Analysis of 20 cases of primary coarctation of the aorta in children treated with transcatheter covered stent implantation
10.3760/cma.j.cn112140-20250413-00331
- VernacularTitle:经导管覆膜支架治疗儿童原发性主动脉缩窄20例分析
- Author:
Xiongyu LIAO
1
;
Zhiwei ZHANG
1
;
Yumei XIE
1
;
Shushui WANG
1
;
Lieqiang ZHONG
1
;
Junjie LI
1
Author Information
1. 广东省心血管病研究所 南方医科大学附属广东省人民医院(广东省医学科学院)心儿科,广州 510080
- Publication Type:Journal Article
- Keywords:
Aortic coarctation;
Stents;
Catheterization;
Child
- From:
Chinese Journal of Pediatrics
2025;63(10):1121-1125
- CountryChina
- Language:Chinese
-
Abstract:
Objective:To evaluate the safety and early-to-mid-term efficacy of Cheatham-Platinum (CP) covered stent in treating primary coarctation of the aorta (COA) in children.Methods:?A retrospective self-controlled study was conducted on 20 pediatric patients with primary COA who underwent CP covered stent implantation at the Department of Pediatric Cardiology, Guangdong Provincial People′s Hospital, between January 2006 and December 2024. Clinical baseline characteristics, procedural details, and postoperative follow-up records were collected.

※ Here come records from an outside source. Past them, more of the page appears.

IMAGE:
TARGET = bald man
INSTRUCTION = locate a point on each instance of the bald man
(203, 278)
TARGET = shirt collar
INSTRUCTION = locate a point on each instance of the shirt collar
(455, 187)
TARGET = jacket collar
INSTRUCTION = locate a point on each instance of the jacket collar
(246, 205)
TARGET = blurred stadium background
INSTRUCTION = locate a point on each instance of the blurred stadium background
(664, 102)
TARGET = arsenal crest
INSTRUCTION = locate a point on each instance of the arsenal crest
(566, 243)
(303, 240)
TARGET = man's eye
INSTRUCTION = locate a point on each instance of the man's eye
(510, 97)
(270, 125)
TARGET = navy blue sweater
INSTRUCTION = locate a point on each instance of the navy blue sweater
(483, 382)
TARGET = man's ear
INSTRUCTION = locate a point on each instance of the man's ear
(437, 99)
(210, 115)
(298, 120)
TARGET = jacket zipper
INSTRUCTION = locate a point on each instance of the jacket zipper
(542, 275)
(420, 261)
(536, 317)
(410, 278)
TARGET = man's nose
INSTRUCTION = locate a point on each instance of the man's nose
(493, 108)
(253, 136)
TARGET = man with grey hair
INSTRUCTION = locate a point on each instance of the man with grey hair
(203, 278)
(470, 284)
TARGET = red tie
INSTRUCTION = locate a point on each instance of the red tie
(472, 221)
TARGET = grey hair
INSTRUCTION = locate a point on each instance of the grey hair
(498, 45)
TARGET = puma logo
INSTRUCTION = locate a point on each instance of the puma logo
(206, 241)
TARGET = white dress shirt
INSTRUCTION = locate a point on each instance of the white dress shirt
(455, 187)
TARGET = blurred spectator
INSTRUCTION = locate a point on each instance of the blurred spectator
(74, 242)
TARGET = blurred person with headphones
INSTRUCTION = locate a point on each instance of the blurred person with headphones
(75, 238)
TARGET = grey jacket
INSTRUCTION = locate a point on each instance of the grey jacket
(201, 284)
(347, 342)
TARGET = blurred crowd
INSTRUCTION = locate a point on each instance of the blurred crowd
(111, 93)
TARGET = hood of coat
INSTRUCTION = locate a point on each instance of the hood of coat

Changes in aortic pressure gradients before and after the procedure, as well as the complication rates, were assessed. Comparisons between pre-and post-operative parameters were performed using paired Student′s t-tests and rank sum test. Results:Among the 20 patients, 14 were males and 6 were females, with the age of 12 (11, 13) years and the weight of 43 (36, 49) kg. All of the patients underwent successful implantation of CP-covered stents, with a technical success rate of 100%. The immediate peak gradient across the coarctation segment decreased significantly from 49 (33, 58) mmHg (1 mmHg=0.133 kPa) preoperatively to 3 (0, 5) mmHg postoperatively ( Z=3.92, P<0.001). The narrowest vessel diameter increased from (5.6±3.2) mm preoperatively to (16.9±5.4) mm postoperatively ( t=14.73, P<0.001). Following stent implantation, all patients exhibited a significant reduction in blood pressure, with left upper arm systolic blood pressure decreasing from(141±19) mmHg preoperatively to (122±11) mmHg postoperatively ( t=4.47, P<0.001). Immediate complications occurred in 3 cases: one pseudoaneurysm, one left subclavian artery occlusion, and one access site hematoma. During a follow-up period of 2 (1, 3) years, 16 patients maintained blood pressure within the normal range, while 4 had residual hypertension. Restenosis occurred in 3 patients: 1 patient underwent re-dilation at 24 months postoperatively; and the other 2 patients, who exhibited an upper-to-lower limb systolic blood pressure gradient <20 mmHg, did not require intervention at the time of reporting. All stents remained well-positioned. Follow-up CT angiography at 1 year in 8 patients demonstrated stent patency without evidence of fracture or aneurysm. Conclusion:CP-covered stent demonstrates high safety and favorable short-to-mid-term efficacy in treating primary COA in children.